A mass falls from a point A (height h) to a point P (height $0$) and then it continues to move with the speed acquired in P.
I have to find the position of the point P on the ground in order to have the minimum time.
I take x the lenght on the ground of A from P.
$E_A=mgh$ (the mass falls down and it has initial speed $0$).
$E_P= \frac{1}{2}m (v_P)^2$ (P is on the ground amd I've taken the ground as my reference plane).
$E_A=E_P \Rightarrow (v_P)^2=2gh \Rightarrow v_P= \sqrt{2gh}$.
This velocity remains constant until the mass reaches the final point B.
$v_P=v_A+gt_1 \Rightarrow t_1= \frac{v_P-v_A}{g}= \frac{\sqrt{2gh}-0}{g}=\sqrt{\frac{2h}{g}}$
$t_2= \frac{L-x}{\sqrt{2gh}}$
$ t_{tot}=t_1+t_2= \sqrt{\frac{2h}{g}} + \frac{L-x}{\sqrt{2gh}} = f(x)$
But $\frac{df}{dx}=0 $ is never verified and I don't know how to procede.
In the solution on the book I don't understand why it says that $x$ is the minimum of $L$ and $\frac{h}{\sqrt 3}$
and it analyze the cases of $h \le \sqrt3 l $ and of $h > \sqrt3 l $.
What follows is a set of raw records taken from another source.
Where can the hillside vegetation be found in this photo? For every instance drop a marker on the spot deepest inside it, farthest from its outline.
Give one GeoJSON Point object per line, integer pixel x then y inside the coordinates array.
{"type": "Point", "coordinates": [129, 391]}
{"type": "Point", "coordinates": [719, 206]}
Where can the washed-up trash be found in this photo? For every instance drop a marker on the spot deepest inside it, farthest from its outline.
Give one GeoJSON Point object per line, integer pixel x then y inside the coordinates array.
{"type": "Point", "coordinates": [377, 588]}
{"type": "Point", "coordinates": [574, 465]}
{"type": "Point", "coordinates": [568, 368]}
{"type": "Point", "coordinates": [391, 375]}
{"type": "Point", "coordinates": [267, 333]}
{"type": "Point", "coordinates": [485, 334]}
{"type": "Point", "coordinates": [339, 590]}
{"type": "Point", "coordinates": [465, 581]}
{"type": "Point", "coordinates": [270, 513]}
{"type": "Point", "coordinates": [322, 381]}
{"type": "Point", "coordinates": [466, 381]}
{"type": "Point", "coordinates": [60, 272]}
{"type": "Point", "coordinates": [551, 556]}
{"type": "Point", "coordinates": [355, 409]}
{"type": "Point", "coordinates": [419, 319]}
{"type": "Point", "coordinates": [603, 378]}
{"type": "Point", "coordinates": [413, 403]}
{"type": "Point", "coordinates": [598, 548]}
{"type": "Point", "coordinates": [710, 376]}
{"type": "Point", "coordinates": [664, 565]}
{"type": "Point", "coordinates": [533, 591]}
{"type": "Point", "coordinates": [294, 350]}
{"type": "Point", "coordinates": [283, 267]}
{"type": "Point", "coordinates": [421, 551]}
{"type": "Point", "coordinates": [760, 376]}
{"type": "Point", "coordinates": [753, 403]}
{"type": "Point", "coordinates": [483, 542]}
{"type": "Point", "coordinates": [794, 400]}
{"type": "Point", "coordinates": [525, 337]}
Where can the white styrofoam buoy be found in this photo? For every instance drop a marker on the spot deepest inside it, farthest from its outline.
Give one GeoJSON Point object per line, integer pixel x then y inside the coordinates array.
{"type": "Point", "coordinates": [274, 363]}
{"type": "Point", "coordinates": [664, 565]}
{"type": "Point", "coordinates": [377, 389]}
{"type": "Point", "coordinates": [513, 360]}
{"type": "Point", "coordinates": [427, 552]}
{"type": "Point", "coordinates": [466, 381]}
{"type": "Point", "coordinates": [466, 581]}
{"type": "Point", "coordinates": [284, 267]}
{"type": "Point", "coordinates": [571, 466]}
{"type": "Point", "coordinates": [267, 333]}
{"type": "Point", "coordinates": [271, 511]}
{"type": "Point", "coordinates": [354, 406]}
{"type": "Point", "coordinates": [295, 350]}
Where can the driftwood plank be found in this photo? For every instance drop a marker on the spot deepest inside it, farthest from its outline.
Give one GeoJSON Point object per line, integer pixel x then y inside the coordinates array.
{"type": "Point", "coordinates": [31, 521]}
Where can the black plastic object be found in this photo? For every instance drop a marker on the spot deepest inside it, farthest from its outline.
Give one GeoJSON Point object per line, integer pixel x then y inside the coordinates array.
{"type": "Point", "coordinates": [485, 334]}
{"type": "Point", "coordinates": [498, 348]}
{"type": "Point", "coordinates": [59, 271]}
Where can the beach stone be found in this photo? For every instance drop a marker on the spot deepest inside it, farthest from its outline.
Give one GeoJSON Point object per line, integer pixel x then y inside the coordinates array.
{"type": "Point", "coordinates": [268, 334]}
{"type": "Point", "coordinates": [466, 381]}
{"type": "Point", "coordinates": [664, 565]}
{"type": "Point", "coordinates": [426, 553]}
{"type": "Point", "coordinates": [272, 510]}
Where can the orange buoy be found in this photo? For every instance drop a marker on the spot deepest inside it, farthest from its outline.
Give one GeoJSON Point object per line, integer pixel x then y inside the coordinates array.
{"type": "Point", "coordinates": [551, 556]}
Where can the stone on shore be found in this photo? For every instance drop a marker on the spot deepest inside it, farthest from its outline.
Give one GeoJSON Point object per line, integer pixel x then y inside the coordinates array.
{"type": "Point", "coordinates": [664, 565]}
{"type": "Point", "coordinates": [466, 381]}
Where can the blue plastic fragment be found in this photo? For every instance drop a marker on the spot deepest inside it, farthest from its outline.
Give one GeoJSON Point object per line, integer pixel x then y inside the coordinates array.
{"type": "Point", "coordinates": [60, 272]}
The issue is in your equation $$v_P=v_A+gt_1$$ The acceleration is not $g$, but the component of $g$ along the $AP$ line. You need to decompose $g$ into components parallel and perpendicular to $AP$. If $\alpha=\angle APC$, then $$g_{||}=g\sin\alpha$$ From $\triangle APC$, $$\sin\alpha=\frac h{\sqrt{h^2+x^2}}$$ Can you continue from here?